An experienced striker, Mackail-Smith first made a name for himself in the professional game when he signed for Peterborough United in 2007. He joined Posh from Dagenham, where he scored 42 goals in 119 appearances, earning him a move to the Football League.

It is safe to say Mackail-Smith grasped the opportunity with both hands, firing Peterborough to back-to-back promotions from League Two to the Championship. He wrote his name into Posh folklore when he became the club’s highest EFL scorer back in 2010 and still holds the record to this day with 80 goals in 185 games.

Former Peterborough United striker Craig Mackail-Smith (Getty Images)

After winning promotion back to the second-tier via the play-offs in 2011/12, Mackail-Smith expressed his desire to leave the club and ended up joining Brighton & Hove Albion for a reported fee of around £2.5million. He spent four years at the Seagulls, before enduring spells at Luton Town, Wycombe, Notts County and Stevenage.

During his professional career, Mackail-Smith won four promotions, countless Golden Boots and many other individual successes. Now at 38 and ready to embark on his 22nd season in senior football, the Watford-born striker admitted he has no plans of retiring just yet and is hoping to play for as long as he can despite playing just nine games last term.

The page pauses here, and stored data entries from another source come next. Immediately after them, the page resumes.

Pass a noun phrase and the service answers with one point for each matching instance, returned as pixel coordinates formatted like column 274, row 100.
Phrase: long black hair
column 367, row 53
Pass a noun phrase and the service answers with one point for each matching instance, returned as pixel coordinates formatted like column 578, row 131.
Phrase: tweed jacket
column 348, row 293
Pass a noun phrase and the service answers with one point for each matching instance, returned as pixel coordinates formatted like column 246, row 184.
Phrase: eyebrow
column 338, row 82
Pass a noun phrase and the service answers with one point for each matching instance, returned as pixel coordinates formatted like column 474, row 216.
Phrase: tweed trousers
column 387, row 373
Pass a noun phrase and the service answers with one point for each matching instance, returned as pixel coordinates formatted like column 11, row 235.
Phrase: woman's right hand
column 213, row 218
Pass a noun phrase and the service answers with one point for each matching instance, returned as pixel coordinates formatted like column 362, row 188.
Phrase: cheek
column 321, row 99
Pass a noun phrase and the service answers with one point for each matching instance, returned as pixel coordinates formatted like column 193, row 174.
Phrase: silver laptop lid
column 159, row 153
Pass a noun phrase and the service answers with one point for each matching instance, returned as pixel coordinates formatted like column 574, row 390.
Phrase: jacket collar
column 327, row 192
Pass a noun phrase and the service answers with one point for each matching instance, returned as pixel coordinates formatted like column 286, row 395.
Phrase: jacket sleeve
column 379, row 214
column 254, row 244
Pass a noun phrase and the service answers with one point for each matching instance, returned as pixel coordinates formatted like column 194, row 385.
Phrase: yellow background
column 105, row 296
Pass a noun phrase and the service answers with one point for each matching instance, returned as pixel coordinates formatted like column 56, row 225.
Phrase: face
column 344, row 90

"I still feel capable and I still feel I have enough in my body to keep playing," he added. "I have really enjoyed my time at Bedford this season. It is obviously a completely different environment to full-time football but it has been good to be involved in it.

"I have been able to give my knowledge back and I feel like I have equipped myself well. I don't feel like I am going to give up yet but again it is all about what the next few weeks hold.

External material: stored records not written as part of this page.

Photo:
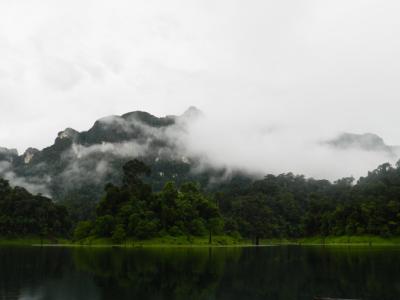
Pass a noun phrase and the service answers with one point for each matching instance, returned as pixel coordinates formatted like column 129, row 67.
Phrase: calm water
column 274, row 273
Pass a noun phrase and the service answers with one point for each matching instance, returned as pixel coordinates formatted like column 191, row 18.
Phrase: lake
column 276, row 273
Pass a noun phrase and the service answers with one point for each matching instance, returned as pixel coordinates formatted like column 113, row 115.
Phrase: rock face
column 29, row 155
column 79, row 164
column 8, row 154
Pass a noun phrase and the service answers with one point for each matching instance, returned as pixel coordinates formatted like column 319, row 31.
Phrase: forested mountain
column 74, row 170
column 78, row 165
column 22, row 214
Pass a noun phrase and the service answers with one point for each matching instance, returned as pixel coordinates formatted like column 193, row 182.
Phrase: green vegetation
column 277, row 209
column 23, row 214
column 133, row 210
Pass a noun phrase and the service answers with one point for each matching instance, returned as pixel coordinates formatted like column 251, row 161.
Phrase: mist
column 273, row 86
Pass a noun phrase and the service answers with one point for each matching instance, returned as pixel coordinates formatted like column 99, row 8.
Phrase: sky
column 310, row 68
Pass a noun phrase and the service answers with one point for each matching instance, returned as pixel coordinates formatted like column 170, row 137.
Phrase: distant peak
column 68, row 133
column 29, row 154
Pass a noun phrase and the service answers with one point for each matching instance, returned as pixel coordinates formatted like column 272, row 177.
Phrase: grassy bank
column 217, row 241
column 349, row 241
column 168, row 241
column 29, row 241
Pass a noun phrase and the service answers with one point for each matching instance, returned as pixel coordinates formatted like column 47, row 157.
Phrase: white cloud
column 269, row 73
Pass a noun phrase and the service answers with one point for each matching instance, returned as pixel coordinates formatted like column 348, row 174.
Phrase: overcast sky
column 317, row 66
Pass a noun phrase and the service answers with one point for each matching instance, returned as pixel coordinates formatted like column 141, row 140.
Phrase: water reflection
column 278, row 273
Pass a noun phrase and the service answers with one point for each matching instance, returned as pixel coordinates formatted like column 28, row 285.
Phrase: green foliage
column 82, row 230
column 22, row 214
column 133, row 209
column 293, row 206
column 119, row 234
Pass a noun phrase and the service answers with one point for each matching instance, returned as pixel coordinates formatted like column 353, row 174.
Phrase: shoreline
column 218, row 242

"Whether Bedford are still interested in me being there, whether my body can still hold up for another season. I have got other things in the pipeline as well. There are a lot of variables and I think a lot of decisions need to be made over the next few months.

"I had a little bit of an injury-hit season but I think a lot of that is to do with coming out of the full-time game. It is a lot different, training once a week, once you are not playing it is trying to keep that fitness going.

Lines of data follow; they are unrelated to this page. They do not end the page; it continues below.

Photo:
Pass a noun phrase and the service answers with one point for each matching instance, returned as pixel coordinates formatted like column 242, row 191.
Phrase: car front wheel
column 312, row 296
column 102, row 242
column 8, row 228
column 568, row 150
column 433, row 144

Craig Mackail-Smith in action for Bedford Town against Harlow Town (Tom Hall/Bedford Town)

"So, it is an adjustment for me coming out of the game and going back into non-league. But I feel like I have got the hang of it now and my body is used to what I need to. I think my body will hold up well next season and I feel good about myself, it will be down to others if they still want me involved, too."

While focusing on playing, Mackail-Smith is also planning ahead to the future and has set his sights on coaching when he retires. The former Scotland international currently has his own business, which he runs with his partner, and would like to be a striker coach one day - something he says could make him stand out from the rest.

Mackail-Smith explained: "I want to be a striker coach, I feel like that niche is very important within football. I don’t feel like we look at it as much, it is a team-based game and the coaching is very team-based.

"I think we need a bit more individuality in the coaching, so I feel like for me, being a striker I have learnt a lot and I have a lot of knowledge to pass on to strikers. That is something that interests me in the future and I am looking at that avenue.

"With my partner, I currently own a kids multi-sports camp company. We do that through the holidays, we put on multi-sports sessions, arts and crafts for the kids, that is aimed to try and improve their well-being.

"So, there are things I am involved in, I love football so I want to be involved playing for as long as I can. It is all about putting the bits and pieces together and seeing how it works out."